Unglück im Glück

Unglück im Glück
Nadja Maleh beantwortet die Frage, ob man überhaupt happy sein darf.

Es ist 19:42 und ich sitze auf meiner Terrasse. Die Vögel zwitschern (fast schon aufdringlich, meine Güte, wie gut kann man drauf sein!), die letzten Sonnenstrahlen erhellen den klaren Himmel und irgendwie ist alles grad ziemlich ok. Ich nehme einen Schluck Kaffee und kann mir gar nicht vorstellen, wie blöd die Welt da draußen mitunter sein kann. Ooom, mein kleines feines Leben. Obszöne Politikerchats? Gender-Pay-Gap? Comeback von schiachen 80-er Jahre Frisuren? Bitte nicht jetzt. Bitte eine kleine Pause. Jetzt gerade nur Terrassenfrieden. Und eine köstliche Schokopraline. Das auch noch, also jetzt übertreibt sie’s wirklich, die Maleh! Mich überkommt ein schlechtes Gewissen: Darf man das überhaupt, einfach happy herumsitzen? Heißt es dann nicht: Und was ist mit den Unglücklichen, du Ego-Funsn?! Während ich eine gescheite Antwort auf diese dramatische Frage suche, landet eine Hummel auf meinem Mac und holt mich freundlicherweise vom problematischen Gedankenwälzen ins glückliche Hier und Jetzt zurück. Wussten Sie, dass Hummeln rückwärts fliegen können? Aber, dass sie nach den Gesetzen der Aerodynamik eigentlich gar nicht fliegen könnten, ist eine populäre Legende. Da hat sich in den 1930-er Jahren jemand einfach verrechnet, und heute erzählt man sich diese Parabel immer noch. Weil sie motiviert, mutig über sich selbst hinauszuwachsen! Die Überwindung von Unglück liegt in der menschlichen Natur. (Ok, Furzen auch, aber das interessiert uns hier nicht.) Muss man glücklich sein? Nein.

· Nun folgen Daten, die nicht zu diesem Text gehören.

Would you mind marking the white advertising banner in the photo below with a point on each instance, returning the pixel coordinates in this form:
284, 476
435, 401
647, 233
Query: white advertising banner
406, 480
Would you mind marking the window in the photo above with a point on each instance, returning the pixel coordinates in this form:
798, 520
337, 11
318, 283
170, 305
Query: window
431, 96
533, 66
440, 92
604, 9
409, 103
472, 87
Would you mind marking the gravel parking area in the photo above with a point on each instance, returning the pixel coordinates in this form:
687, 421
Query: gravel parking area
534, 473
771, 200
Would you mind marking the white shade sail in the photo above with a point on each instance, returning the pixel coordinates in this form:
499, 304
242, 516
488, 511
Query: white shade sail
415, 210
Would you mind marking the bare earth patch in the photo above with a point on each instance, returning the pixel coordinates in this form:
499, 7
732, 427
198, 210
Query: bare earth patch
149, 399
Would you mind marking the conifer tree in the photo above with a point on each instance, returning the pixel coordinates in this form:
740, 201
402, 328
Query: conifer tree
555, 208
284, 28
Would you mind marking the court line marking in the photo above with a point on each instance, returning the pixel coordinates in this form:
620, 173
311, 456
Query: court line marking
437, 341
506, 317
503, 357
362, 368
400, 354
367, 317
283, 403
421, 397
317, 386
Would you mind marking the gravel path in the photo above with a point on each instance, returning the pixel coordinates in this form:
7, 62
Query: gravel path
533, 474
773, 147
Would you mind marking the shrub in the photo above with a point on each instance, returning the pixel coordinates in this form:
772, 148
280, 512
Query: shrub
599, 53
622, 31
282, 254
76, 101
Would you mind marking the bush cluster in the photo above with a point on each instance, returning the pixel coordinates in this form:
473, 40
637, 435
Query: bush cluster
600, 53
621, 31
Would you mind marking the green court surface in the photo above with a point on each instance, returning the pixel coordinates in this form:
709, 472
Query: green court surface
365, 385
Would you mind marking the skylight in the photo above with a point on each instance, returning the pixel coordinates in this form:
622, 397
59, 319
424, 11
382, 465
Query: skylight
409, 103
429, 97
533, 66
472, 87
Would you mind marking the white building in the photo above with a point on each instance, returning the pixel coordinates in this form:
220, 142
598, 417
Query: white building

Will man unglücklich sein. Auch nein. Also was jetzt? „Ob wir uns elend oder glücklich fühlen – der Arbeitsaufwand ist derselbe!“, für diesen genialen Satz möchte ich Francesca Reigler feiern! Inzwischen ist es dunkel, ich nehme eine Schluck Kaffee und bin immer noch glücklich. Einfach so.